Here's a quick guide on how to track changes as they make their way to releases of Chrome.
This includes all changes to Chrome, including stuff for HTML, CSS, DOM, & DevTools.
On chromestatus.com?
First things first, chromestatus.com was built for this. If the feature is big, it will probably be there.
On the left you can see all features currently in beta. Those should be in stable soon.
You can search for other features and view what release they are Enabled by default.
Not on Chromestatus?
Alright, buckle up.

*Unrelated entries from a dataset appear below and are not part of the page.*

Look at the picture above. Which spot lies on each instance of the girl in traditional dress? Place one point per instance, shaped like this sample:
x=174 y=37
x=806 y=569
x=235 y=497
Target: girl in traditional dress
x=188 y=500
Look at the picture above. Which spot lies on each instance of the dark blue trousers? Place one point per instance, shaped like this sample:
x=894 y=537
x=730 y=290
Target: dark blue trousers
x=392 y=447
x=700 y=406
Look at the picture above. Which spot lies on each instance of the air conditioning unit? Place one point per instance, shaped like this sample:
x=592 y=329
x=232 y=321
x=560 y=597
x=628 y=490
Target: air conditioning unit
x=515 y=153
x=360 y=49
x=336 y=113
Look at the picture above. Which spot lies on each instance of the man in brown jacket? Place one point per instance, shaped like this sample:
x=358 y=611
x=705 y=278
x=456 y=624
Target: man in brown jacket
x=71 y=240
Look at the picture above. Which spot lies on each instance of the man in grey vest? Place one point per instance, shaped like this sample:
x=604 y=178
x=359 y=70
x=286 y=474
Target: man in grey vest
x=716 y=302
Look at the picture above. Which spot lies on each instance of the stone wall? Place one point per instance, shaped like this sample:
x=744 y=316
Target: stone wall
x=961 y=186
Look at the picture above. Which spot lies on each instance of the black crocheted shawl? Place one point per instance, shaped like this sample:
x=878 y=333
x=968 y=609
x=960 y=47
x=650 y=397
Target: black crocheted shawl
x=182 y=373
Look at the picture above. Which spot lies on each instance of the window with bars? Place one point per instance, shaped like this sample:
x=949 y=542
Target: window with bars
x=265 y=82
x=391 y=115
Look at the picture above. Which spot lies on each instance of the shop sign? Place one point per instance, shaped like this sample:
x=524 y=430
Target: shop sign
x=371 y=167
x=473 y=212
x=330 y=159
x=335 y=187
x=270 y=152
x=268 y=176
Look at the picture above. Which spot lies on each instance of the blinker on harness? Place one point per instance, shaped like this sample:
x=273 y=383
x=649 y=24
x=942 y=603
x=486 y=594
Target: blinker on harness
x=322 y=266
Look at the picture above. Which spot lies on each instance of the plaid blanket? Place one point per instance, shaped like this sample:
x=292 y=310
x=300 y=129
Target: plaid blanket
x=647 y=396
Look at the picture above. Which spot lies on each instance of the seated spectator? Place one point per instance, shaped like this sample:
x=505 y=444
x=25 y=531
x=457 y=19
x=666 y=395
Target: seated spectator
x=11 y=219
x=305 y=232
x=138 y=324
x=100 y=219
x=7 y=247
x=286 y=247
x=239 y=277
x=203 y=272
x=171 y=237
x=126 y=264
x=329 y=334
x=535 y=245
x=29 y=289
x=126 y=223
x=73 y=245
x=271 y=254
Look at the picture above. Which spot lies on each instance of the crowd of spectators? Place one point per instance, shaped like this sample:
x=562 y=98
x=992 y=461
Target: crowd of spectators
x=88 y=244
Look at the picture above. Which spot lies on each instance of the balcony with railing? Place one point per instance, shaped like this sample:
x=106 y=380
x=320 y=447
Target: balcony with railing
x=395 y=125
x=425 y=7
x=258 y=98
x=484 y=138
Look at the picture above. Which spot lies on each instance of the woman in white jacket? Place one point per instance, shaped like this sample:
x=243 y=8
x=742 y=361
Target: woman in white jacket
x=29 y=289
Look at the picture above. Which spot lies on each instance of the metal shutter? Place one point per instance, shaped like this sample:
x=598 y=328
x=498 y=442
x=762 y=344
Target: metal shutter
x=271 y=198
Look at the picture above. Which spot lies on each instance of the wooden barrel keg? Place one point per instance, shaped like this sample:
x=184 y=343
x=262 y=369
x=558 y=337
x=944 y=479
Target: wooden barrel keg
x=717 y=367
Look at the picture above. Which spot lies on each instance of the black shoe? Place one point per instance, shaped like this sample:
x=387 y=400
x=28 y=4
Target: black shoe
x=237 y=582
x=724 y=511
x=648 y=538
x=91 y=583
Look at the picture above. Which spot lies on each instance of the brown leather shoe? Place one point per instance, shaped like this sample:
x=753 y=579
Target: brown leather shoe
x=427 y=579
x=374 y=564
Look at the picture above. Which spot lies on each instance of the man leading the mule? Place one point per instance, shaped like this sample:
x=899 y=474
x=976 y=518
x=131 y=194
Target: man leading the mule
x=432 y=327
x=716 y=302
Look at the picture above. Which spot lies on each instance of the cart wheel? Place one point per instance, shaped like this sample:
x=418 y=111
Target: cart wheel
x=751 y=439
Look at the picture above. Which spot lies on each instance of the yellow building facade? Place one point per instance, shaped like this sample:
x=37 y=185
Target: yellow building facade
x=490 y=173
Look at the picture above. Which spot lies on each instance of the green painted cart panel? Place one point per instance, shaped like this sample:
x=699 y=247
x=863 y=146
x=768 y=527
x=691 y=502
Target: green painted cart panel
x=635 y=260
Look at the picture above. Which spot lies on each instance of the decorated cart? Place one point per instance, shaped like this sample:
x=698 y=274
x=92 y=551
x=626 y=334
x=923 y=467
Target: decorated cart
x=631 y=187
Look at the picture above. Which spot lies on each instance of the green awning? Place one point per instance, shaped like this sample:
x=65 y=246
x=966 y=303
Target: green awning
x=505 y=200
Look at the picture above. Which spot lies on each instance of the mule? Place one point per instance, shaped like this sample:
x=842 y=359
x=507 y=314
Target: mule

This is fun stuff.
It all comes down to tracking the Chromium revision number.
- First, we're assuming you're looking at the bug somewhere in code.google.com/p/chromium/issues/
- Now, when a commit lands, an automated comment is added to the Chromium bug.
- All commits have a git hash and an incremental revision number.
- You can see the commit below has 373417.
- Take note of this number and follow on…
Waiting for it to hit Chrome Stable?
Generally it takes ~10 weeks from a commit landing to hit stable.
Take the Chromium revision number (or the git SHA) and drop it into storage.googleapis.com/chromium-find-releases-static/ Visit ==https://omahaproxy.appspot.com== for the version numbers of the current releases of Chrome.
When does version X ship in stable channel?
- Chrome ships a new major version to stable generally every 6 weeks, but in some cases we may choose to skip a release.
- Chromium Development Calendar and Release Info contains "Estimated Stable Dates", which are roughly 6 weeks apart.
Waiting for it to land in Canary or an Dev build?
You could use the above technique... but here's the guide for hackers or folks who don't want to wait for Canary or Dev Channel:
Get a fresh Chromium build
- Get the latest chromium in either of these two ways: Download
Chromium
- These builds are generated every hour, so you should be fine.
- Canary is updated every day (at ~4am PST).
- Either way, open up either and go to about:version
- At the end of the Revision line is the Chromium Rev.
- As long as that rev number is higher than the one you're interested
in... you're good!
- (Of course this assumes no reverts of either the commit or the DEPS roll, but you'll probably have spotted those already)
Enjoy the fix or feature you've been waiting for!